The camera wasn’t pointed at them, but Finnen can be heard on the recording, the report said.
“What do you got in your hand, drop it, I’ll f—-n’ kill you,” the guard said, on the body camera.
Then the camera captured the sound of five shots fired by Finnen, and Steffner collapsed.
The noise scared two dogs in the home; they rushed down from the patio and caused Watts to tumble down the stairs. Her body camera was deactivated as a result, she said.
When she got back up, she saw Finnen administering medical aid to Steffner. He was deceased.
A gun was recovered from Steffner’s hand and later turned in to SLED.
In Watts’ interview with SLED agents, she said she tried to comfort Finnen after the shooting. She told him he had to shoot; otherwise, he would have been shot.
“I know,” said Finnen to Watts, “But I didn’t want to kill him.”
Through a lawyer, Thomas Steffner’s wife declined to speak with the Island Packet and Beaufort Gazette newspapers.
Last year, she told SLED agents in a written statement that at no point in the night did she see Steffner with a gun, nor were they having an argument.
An autopsy report completed at the Medical University of South Carolina in Charleston said his cause of death was two gunshot wounds.

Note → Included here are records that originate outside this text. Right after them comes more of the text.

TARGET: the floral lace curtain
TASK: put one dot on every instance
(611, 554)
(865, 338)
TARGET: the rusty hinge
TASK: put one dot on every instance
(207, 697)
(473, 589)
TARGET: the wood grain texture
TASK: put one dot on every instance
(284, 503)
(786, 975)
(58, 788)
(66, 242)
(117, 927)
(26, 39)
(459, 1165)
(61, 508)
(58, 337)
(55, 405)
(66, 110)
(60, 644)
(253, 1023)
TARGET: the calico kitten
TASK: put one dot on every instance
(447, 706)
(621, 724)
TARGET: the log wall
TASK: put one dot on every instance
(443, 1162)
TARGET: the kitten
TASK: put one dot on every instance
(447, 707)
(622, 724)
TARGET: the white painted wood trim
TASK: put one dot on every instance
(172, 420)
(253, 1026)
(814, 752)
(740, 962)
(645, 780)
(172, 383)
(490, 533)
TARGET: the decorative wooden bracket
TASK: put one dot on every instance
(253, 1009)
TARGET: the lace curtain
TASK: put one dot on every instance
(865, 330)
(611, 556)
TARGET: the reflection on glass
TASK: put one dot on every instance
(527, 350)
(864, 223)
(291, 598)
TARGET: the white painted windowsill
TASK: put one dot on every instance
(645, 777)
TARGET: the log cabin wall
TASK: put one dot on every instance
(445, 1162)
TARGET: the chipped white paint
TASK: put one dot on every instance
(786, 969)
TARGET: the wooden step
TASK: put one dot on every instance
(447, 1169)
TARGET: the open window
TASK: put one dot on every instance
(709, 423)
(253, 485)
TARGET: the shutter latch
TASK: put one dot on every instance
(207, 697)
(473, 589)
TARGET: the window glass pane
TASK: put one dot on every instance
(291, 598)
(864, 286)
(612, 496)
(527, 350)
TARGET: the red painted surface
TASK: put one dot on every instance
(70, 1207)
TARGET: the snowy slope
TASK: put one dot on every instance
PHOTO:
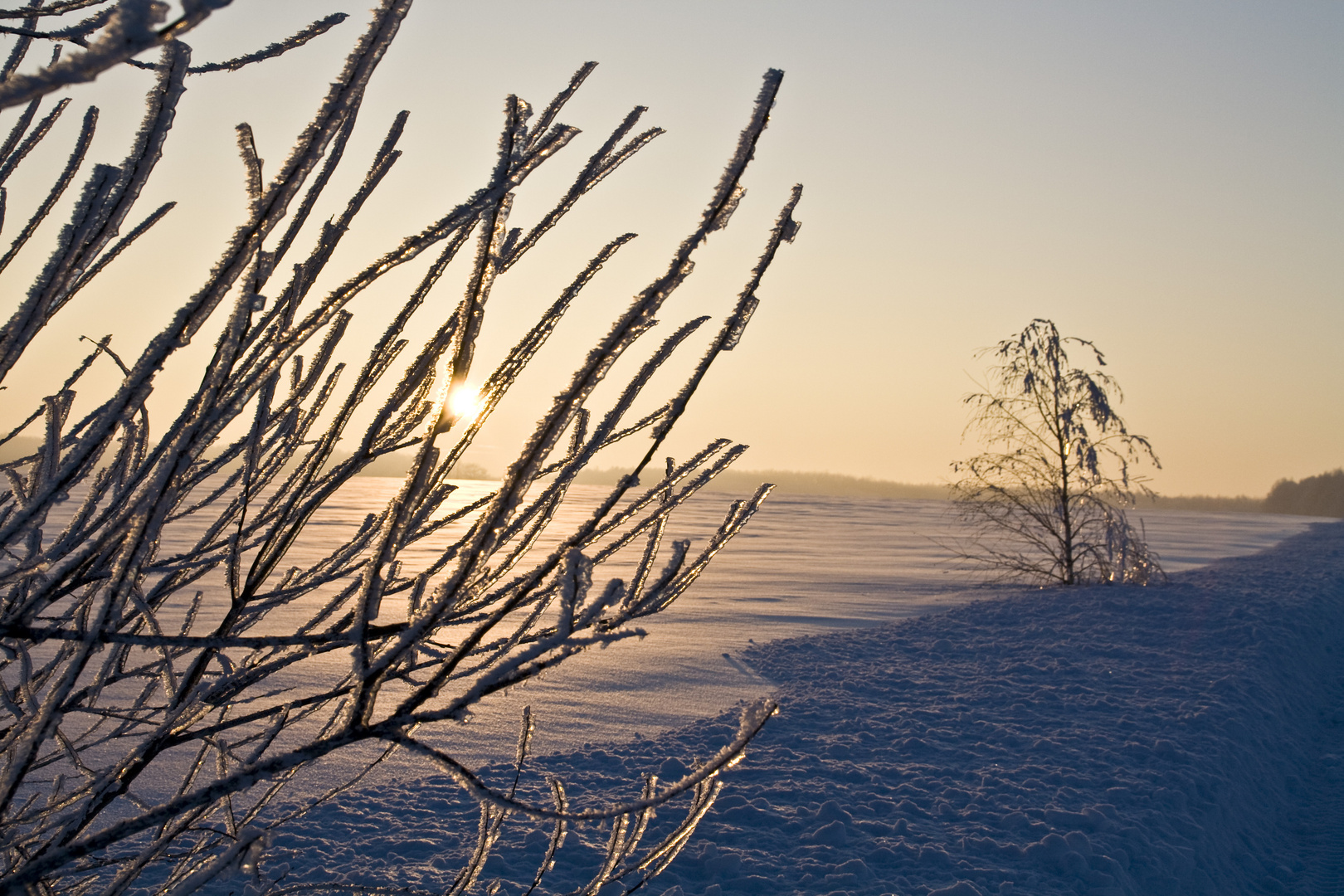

Steffner was a vice president of sales for Anderson Manufacturing, a Kentucky-based rifle manufacturer, according to Linkedin.
Beaufort County is home to many private communities with their own security forces, Fripp Island included.
SLED must certify security guards and companies to operate in South Carolina.
Those interested in becoming a security guard in the state are required to have at least eight hours of training to get a basic license. To be armed, another eight hours are required for firearms training.
In contrast, police officers and Sheriff’s deputies have to train for hundreds of hours at the S.C. Criminal Justice Academy.
It’s not uncommon for the Sheriff’s Office to ask security companies to respond first, said Fripp Island Chief of Security Glenn Tabasko in the SLED report.
They operate on a “customary system” in which security officers make initial contact and Sheriff’s deputies respond to the actual call.
Finnen’s law enforcement training included Military Police School and training through Fripp Island Security.
Geoff Alpert, a professor of criminology at the University of South Carolina, said prosecutors must weigh whether deadly force is justified.
“If a person pulls a gun on a security guard, putting the security guard and everyone else in fear of serious harm or death,” said Alpert, “you’re allowed in law to use deadly force to protect yourself.”
Incidents involving domestic violence or disputes are fraught with danger for police.
“It’s very complex, emotions that are all over the place. … It takes a lot of patience,” Alpert said. “In a situation where someone pulls a gun on you, then you have no time. It’s a split-second situation.”